Так с человеком вся тварь земная участвует в этой воскресной, небесной радости земли: чем земнее, тем небеснее.
И все — родное, милое, как в детстве незапамятном. Смерть — возвращение на родину: всякий «умерший возвращается в ту землю, где боги были детьми; там и ты родился, там вырос и ты, и там же, здрав и невредим, состаришься».
Вот смешной лягушон, с неуклюже растопыренными лапками, прыгает, словно падает, с берега в воду: не такого же ли точно видел я в детстве, в пруду на Елагином острове, под Петербургом, где родился? Вот простая, полевая, желтая, как будто русская, бабочка. Вот кузнечик серенький с торчащей изо рта зеленой былинкою: должно быть, ел и не доел — задремал на утреннем солнце. Вот, на цветущей ветке акации, нахохлившийся, в утренней свежести, птенчик. Вот грубо-пестрая, в грубо-зеленой воде, утка, точно деревянная, игрушечная: кажется, свежим лаком и клеем пахнет от нее, как от новых игрушек в детстве; а все-таки живая: сейчас закрякает. А вот и другие птицы, летящие: в них та же грубость, деревянность, игрушечность вместе с тонкостью, духовностью, как бы певучестью, красок; кажется, слышишь пение, щебетание птиц, ярко-весеннее.
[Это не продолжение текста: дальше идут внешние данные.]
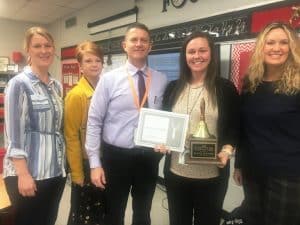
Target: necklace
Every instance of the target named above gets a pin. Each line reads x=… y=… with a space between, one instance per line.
x=194 y=103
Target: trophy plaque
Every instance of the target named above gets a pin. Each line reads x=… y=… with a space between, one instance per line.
x=203 y=146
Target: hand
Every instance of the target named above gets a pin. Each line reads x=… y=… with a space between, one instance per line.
x=223 y=158
x=80 y=183
x=98 y=177
x=162 y=149
x=237 y=176
x=26 y=185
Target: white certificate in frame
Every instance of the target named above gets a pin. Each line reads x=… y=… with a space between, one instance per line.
x=157 y=127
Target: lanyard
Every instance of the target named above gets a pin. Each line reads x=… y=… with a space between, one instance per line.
x=134 y=92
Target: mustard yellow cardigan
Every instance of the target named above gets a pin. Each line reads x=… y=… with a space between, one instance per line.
x=76 y=107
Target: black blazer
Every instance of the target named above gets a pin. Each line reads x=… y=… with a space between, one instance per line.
x=228 y=116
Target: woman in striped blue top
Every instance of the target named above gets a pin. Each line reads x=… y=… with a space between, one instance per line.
x=34 y=164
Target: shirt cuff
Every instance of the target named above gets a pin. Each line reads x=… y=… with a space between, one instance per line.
x=95 y=162
x=16 y=153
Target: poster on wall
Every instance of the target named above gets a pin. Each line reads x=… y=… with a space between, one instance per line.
x=240 y=58
x=114 y=62
x=167 y=63
x=70 y=75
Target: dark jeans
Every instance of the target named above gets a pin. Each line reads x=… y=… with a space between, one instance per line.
x=87 y=202
x=129 y=170
x=40 y=209
x=194 y=201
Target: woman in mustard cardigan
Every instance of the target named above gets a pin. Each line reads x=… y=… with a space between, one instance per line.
x=86 y=199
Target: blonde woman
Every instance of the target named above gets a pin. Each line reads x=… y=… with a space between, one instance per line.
x=267 y=163
x=86 y=199
x=34 y=164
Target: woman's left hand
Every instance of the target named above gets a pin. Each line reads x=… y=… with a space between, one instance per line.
x=223 y=158
x=162 y=149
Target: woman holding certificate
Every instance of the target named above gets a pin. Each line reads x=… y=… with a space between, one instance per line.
x=196 y=190
x=267 y=163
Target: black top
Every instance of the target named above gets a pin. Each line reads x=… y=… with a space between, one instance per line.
x=270 y=132
x=228 y=115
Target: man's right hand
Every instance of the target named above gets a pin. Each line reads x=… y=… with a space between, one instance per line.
x=98 y=177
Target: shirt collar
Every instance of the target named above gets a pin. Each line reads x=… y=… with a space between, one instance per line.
x=87 y=87
x=132 y=70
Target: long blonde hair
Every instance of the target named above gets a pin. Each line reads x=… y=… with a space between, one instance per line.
x=290 y=80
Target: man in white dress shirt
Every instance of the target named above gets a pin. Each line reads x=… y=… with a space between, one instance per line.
x=112 y=119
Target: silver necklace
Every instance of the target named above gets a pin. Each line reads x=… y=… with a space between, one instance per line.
x=195 y=101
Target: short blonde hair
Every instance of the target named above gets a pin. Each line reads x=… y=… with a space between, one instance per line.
x=36 y=30
x=88 y=47
x=290 y=80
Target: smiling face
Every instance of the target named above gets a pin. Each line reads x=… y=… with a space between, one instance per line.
x=91 y=65
x=137 y=45
x=276 y=48
x=40 y=51
x=198 y=57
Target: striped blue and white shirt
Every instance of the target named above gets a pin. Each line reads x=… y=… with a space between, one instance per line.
x=33 y=126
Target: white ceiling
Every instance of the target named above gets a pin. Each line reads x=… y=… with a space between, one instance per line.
x=40 y=11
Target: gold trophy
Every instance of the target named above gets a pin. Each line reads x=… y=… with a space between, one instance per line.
x=203 y=145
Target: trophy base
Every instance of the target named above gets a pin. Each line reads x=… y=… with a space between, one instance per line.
x=202 y=151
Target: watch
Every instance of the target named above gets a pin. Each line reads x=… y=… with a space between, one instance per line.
x=178 y=3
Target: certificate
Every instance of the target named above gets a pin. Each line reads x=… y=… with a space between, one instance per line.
x=157 y=127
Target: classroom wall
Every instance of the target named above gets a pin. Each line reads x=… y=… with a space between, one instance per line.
x=150 y=13
x=11 y=38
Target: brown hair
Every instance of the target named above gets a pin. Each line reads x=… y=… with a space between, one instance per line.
x=88 y=47
x=185 y=75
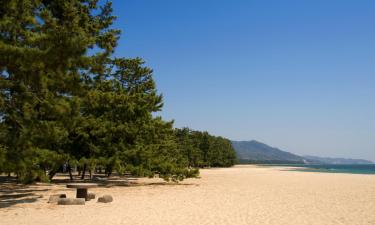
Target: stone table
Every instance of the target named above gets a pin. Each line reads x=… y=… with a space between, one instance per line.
x=82 y=189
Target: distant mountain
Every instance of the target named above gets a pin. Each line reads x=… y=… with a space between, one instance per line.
x=326 y=160
x=257 y=152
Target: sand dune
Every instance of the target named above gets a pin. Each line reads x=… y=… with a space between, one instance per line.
x=238 y=195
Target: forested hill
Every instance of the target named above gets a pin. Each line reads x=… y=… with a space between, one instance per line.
x=257 y=152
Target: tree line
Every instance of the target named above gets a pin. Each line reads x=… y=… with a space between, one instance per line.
x=65 y=99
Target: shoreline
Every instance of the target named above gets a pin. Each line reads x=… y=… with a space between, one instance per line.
x=243 y=194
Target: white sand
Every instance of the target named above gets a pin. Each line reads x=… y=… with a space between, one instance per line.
x=239 y=195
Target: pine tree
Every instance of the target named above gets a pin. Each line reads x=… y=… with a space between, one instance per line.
x=65 y=98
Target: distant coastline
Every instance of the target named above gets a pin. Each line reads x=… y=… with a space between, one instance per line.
x=329 y=168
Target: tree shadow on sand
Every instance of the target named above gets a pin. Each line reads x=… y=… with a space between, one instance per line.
x=12 y=193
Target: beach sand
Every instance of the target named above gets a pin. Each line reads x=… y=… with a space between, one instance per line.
x=237 y=195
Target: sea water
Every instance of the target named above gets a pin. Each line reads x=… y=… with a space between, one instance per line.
x=336 y=168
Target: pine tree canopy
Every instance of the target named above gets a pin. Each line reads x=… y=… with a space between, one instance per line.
x=65 y=99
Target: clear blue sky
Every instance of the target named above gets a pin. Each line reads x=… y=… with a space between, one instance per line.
x=298 y=75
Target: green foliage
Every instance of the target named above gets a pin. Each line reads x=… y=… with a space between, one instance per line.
x=65 y=98
x=201 y=149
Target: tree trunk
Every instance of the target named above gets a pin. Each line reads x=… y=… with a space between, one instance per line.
x=51 y=174
x=70 y=172
x=83 y=172
x=109 y=172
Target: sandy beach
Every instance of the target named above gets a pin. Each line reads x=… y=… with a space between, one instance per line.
x=237 y=195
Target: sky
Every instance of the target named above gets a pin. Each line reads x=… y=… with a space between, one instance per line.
x=297 y=75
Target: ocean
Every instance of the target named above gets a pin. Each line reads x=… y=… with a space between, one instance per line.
x=335 y=168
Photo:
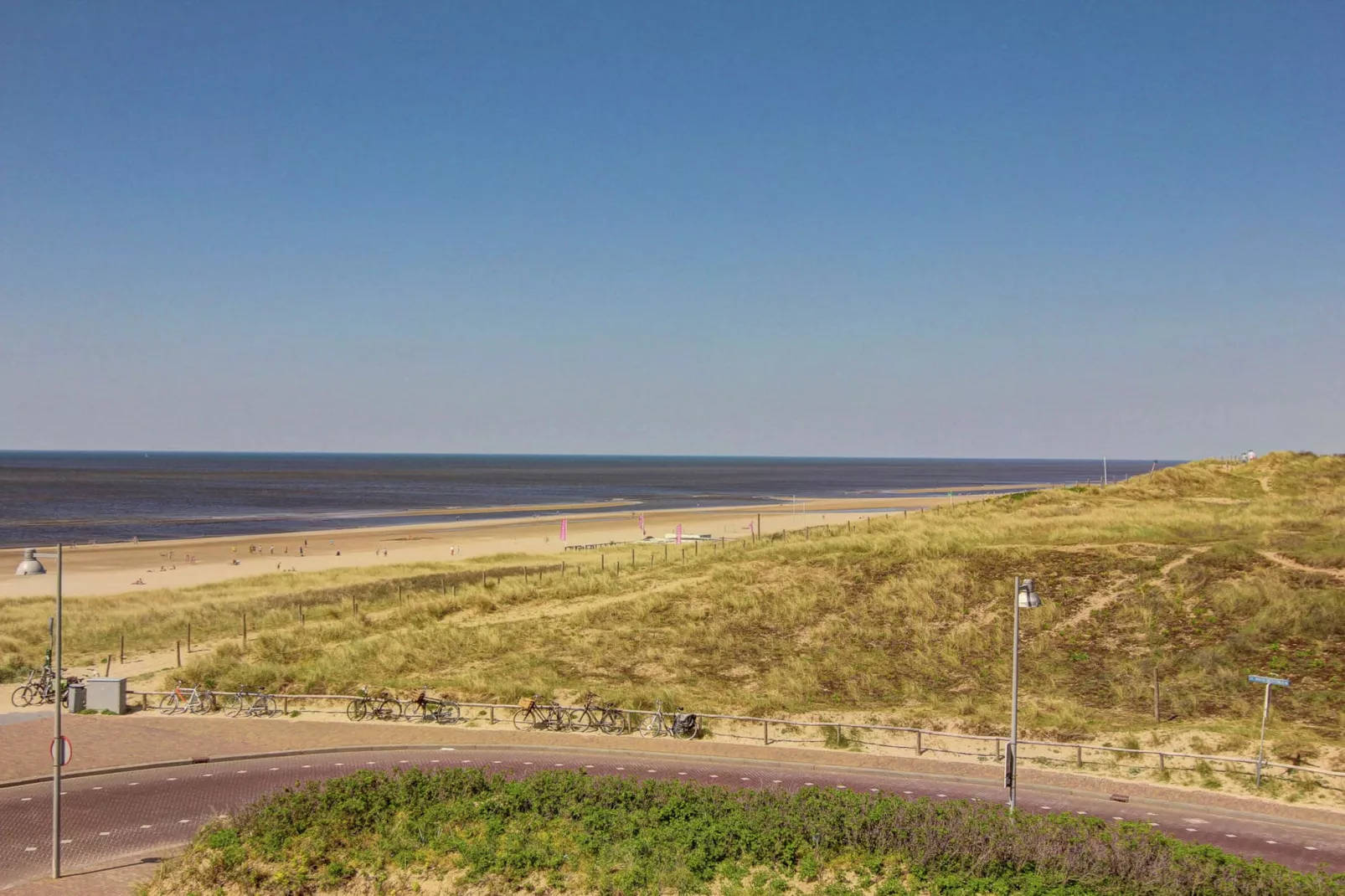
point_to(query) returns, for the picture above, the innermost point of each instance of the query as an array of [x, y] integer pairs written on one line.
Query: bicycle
[[246, 703], [35, 690], [382, 707], [437, 709], [197, 700], [597, 716], [677, 724], [533, 713]]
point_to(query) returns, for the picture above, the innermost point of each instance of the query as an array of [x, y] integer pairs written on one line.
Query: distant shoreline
[[111, 568]]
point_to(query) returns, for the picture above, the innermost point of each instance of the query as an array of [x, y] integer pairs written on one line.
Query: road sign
[[66, 751]]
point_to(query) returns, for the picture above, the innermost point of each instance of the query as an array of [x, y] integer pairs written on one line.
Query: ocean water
[[84, 497]]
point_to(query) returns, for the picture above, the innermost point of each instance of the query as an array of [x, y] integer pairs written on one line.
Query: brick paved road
[[119, 814]]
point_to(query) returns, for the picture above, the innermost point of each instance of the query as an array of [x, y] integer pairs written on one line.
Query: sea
[[106, 497]]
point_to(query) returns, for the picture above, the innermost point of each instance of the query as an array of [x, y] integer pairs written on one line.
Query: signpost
[[1269, 682], [64, 754]]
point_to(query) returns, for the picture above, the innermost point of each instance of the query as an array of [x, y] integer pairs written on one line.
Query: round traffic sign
[[66, 751]]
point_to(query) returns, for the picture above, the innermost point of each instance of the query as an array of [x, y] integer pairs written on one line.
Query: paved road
[[119, 814]]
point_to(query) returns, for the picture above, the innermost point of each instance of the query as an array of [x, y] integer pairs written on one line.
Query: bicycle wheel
[[612, 721], [688, 732]]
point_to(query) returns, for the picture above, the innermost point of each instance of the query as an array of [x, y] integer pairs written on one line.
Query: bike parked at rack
[[248, 703], [676, 724], [436, 709], [597, 716], [534, 714], [382, 707], [188, 700], [38, 689]]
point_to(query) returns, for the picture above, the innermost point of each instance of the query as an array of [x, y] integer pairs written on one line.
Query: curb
[[374, 749]]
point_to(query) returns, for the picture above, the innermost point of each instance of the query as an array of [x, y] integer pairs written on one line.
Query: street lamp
[[1025, 598], [30, 565]]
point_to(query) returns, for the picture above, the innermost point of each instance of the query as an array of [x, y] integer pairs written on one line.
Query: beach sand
[[116, 568]]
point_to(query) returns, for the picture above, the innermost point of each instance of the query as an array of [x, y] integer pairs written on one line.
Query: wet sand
[[116, 568]]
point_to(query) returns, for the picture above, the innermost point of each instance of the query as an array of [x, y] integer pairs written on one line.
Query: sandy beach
[[117, 568]]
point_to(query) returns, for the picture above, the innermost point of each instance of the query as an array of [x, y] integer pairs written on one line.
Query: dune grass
[[903, 619], [461, 831]]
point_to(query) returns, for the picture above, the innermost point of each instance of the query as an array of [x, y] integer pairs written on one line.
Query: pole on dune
[[58, 745]]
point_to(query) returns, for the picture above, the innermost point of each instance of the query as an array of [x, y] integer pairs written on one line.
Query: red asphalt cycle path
[[116, 814]]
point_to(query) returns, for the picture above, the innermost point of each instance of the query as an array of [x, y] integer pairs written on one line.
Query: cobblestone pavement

Все вообще растения и животные изображаются с таким «натурализмом», что современные естествоиспытатели легко определяют породу каждого. Но египетский натурализм не наш.
«Все что у вас, есть и у нас», — открывает у Достоевского черт Ивану Карамазову тайну загробного мира, но открывает не совсем. В том мире — то же, что в этом; но то да не то, или так да не так — и в иной категории, в ином измерении, в свете ином.
Вот почему мерцает в искусстве Египта нездешний, таинственный луч того света на всем: все сквозь смерть; этот мир сквозь тот. «Натурально» и необычайно до ужаса, до того, что надо перемениться физически, чтобы выдержать больше, чем пять секунд этого радостного ужаса.
«Если не обратитесь и не станете, как дети»… Но египтянам и «обращаться» не надо.
«В сиянии младенца есть ноуменальная святость, как бы влага потустороннего света, еще не сбежавшая с ресниц его» (В. Розанов). Вот эта-то влажная, как бы сквозь слезы радости, улыбка — на всем египетском. Ни плача, ни смеха, а только улыбка — след рая.